Sur le plan formel, le poème gentileza se compose de tercets de 6-6-12 syllabes, en accord avec la stratégie de traduction adoptée pour le recueil Geste, de Michelle Grangaud (un texte proposé par Marta Santamaría). Dans la traduction collective du poème gentileza, la forme originale de Geste a été respectée, à savoir des tercets de 5-5-11 syllabes.
Petit clin d’œil oulipien, deux restrictions supplémentaires ont été ajoutées :
– l’apparition dans le poème d’au moins une difficulté de traduction de chacun des dix textes travaillés au cours de l’atelier ViceVersa ;
– la composition de 12 vers au total, de sorte que chaque vers représente l’un des participants de l’atelier.
Pour celles et ceux qui voudraient en savoir plus, nous vous présentons ici en détail la façon dont le poème a été conçu à partir de tous les textes travaillés dans le cadre de l’atelier ViceVersa.
Le titre du poème, gentileza, ainsi que sa ponctuation, proviennent du roman El afinador de habitaciones, de Celso Castro (texte proposé par Isabelle Dessommes).
Les vers 1 et 2 (« ni siquiera acaba / de romper a hervir ») sont la traduction proposée du vers « n’en finit pas de commencer à frémir » en Geste, de Michelle Grangaud, qu’il nous a fallu ici reformuler du fait du changement de position de la phrase dans le verset.
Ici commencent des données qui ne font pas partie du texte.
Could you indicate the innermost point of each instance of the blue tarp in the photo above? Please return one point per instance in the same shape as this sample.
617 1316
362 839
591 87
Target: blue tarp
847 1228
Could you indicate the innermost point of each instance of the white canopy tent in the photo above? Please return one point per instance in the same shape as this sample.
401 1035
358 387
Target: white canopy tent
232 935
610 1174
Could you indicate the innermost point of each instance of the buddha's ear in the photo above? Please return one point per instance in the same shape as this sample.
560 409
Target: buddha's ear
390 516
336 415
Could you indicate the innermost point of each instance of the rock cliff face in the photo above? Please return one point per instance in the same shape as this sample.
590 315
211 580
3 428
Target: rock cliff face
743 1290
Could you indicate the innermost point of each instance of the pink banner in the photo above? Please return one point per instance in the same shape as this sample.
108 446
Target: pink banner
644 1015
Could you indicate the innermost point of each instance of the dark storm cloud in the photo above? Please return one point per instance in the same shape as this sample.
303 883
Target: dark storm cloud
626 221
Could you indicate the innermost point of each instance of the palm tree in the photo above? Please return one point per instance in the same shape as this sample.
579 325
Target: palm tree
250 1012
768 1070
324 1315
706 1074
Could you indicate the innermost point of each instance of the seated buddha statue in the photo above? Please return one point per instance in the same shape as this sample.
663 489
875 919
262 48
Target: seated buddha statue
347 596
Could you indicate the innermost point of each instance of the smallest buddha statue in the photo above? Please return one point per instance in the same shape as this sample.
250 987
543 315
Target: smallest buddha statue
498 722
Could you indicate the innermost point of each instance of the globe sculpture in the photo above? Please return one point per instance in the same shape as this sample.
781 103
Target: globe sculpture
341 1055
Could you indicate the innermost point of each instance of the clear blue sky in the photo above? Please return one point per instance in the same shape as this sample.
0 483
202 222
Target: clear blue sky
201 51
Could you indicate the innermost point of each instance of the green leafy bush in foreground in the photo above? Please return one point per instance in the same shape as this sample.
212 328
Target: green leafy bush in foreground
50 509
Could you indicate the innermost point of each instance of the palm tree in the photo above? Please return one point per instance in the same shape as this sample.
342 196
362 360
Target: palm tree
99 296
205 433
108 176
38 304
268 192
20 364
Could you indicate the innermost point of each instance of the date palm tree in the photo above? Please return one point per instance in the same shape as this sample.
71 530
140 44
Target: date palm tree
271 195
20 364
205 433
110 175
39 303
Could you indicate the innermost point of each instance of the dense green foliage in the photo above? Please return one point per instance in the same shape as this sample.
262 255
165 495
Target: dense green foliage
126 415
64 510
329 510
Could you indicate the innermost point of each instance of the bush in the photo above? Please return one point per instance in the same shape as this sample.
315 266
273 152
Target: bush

« La lengua ensortijada » et « el fémur lacio » (vers 3) viennent respectivement de Presencia, de Carlos Reygadas et de El rastro en los huesos, de Leila Guerrero (textes proposés par Louise Ibáñez-Drillières et Maïra Muchnik).
Dans le deuxième tercet, « cortejo de peces » (vers 4) est la proposition de traduction des « poissons qui te faisaient cortège » dans La Reine des poissons, de Gérard de Nerval (texte proposé par Mateo Pierre Avit Ferrero), que nous avons raccourci dans la traduction du poème gentileza. « Bocas frescas » (vers 5) et « los alburentes de las buhardas » (vers 6) appartiennent respectivement à El rastro en los huesos, de Leila Guerrero et Prodigios, de Angélica Gorodischer (texte proposé par Guillaume Contré).
Concernant le troisième tercet, « zaro » (vers 7) apparaît dans Prodigios, de Angélica Gorodischer, sans que quiconque ait pu en trouver la signification. « Zozobra » (vers 7) est la proposition de traduction de « détresse » dans Le Grand jeu, de Céline Minard (texte de Silvia Moreno). Au vers 8, « viento enrabietado » est la proposition de traduction de « vent furax » en Terre rouge, d’Aristide Tarnagda (texte proposé par Ámbar Michel de la Selva). Enfin, « el cuervo negro picando pita vieja » (vers 9) provint de Malaventura, de Fernando Navarro (texte proposé Hélène H. Melo).
Dans le dernier tercet, « sucumbo » (vers 10) est la proposition de traduction de « je m’y adonne » dans Une chose sérieuse, de Gaëlle Obiégly (texte proposé par Melina Balcázar). « Plúteos » (vers 10) n’apparaît dans aucun des textes travaillés. Il s’agit d’un mot qui nous était inconnu jusqu’à ce que Pablo Martín Sánchez nous illumine de son savoir. Il nous a tellement plu que nous lui avons fait une place dans le poème. « Apoyapicas » (vers 11) est la proposition de traduction d’« arrêt de pique » dans Le Grand jeu, de Céline Minard. Au dernier vers, « gachí » et « me cago en mis castas » viennent à nouveau de Malaventura, de Fernando Navarro.
Nous voici arrivés à la fin. ViceVersa fut une expérience fort riche, très difficile à résumer en un seul poème. La semaine a été marquée par beaucoup de travail, des échanges fructueux, de la culture, une très bonne ambiance et bien plus encore. L’équipe d’ATLAS nous a donné l’agréable sensation d’appartenir à une grande famille. Au fond, le titre du poème est sans doute un bon résumé de ViceVersa : gentileza.”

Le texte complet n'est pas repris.